Wednesday, May 21, 2008

Blog traffic and market reversals?

Greater reference has been made in recent times to the association between blog readership and market reversals, not just from Barry's TheBigPicture from this past February and March, but also in the spikes in volume for TraderMike, Traderfeed, and my personal blog.

So for this paper napkin research I did some analysis of my personal blog web traffic. I converted my visitors number using the same calculation as used for on-balance-volume; termed on-balance-visits. When the S&P closed higher I added my blog readership to a cumulative total, when it closed lower I subtracted it. Overall, I experienced strong readership growth; moving from around 400 visits a day in October 2007 to the 700 currently:


By using an on-balance-visit calculation I can sidestep some of the concerns which may effect other metric calculations when trying to account for general readership growth. The key distortion when using on-balance-visit is a megaphone style chart with larger extremes as heavier (overall) traffic is added and subtracted to the cumulative total. This could be overcome by overlaying a moving average trigger as is done for on-balance-volume, or support/resistance lines connecting peak highs and lows (assuming constant growth in site traffic). I did neither here but it may be considered at a later date.

Like on-balance-volume, depending on when you start will dictate your zero line, so I started from the beginning of October just before the 1,576 top in the S&P. The initial relationship is given in the chart below; the green line represents on-balance-visits, the black line the S&P:


What is clear is peaks in on-balance-visits mark important market reversals; not just for bottoms but tops too.
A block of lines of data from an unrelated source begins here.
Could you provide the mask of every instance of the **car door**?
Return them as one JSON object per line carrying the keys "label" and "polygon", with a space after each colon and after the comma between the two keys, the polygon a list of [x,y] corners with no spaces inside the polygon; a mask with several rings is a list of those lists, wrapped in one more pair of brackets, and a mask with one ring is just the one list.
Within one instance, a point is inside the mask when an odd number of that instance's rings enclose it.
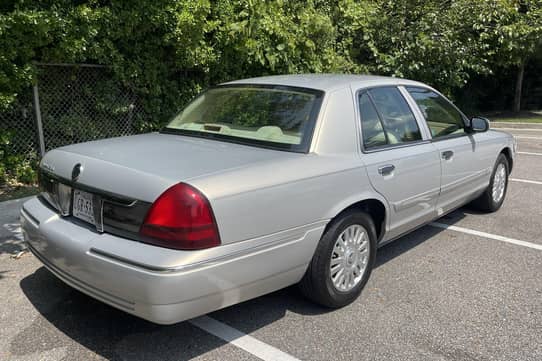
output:
{"label": "car door", "polygon": [[491,151],[469,132],[466,117],[444,96],[424,87],[407,87],[431,132],[441,161],[441,192],[438,214],[461,206],[487,186],[491,173]]}
{"label": "car door", "polygon": [[401,90],[357,92],[362,159],[371,184],[389,203],[386,237],[430,221],[440,189],[440,160]]}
In terms of spike lows, March 27th 2008 and November 16th 2007 were important on-balance-visits bottoms; each falling below the -3,000 mark. The S&P was at 1,325 in March and 1,459 in November. The spike high of 1,371 in my core visitor numbers actually occurred the day after the March 27th on-balance-visit low.

With respect to tops, complacency sets in on breaks above +1,000. The first break of 1,000 came on December 27th, then February 22nd and more recently on May 14th. The S&P finished at 1,476, 1,353 and 1,409 across each of those dates.

However, the current rally in the S&P has seen another surge in traffic to take on-balance-visits past the +3,000 mark. The prior two peak tops in on-balance-visits in December and February were quickly punished with declines of 11% and 6% respectively inside a few weeks. So what will the next couple of weeks hold for the S&P?

Dr. Declan Fallon, Senior Market Technician, Zignals.com the free stock alerts, market alerts, and stock charts website

1 comments:

Dr. Krishna said...

Generally when index is rising, more persons (not only regular investors) show interest about markets and search for them. Good article.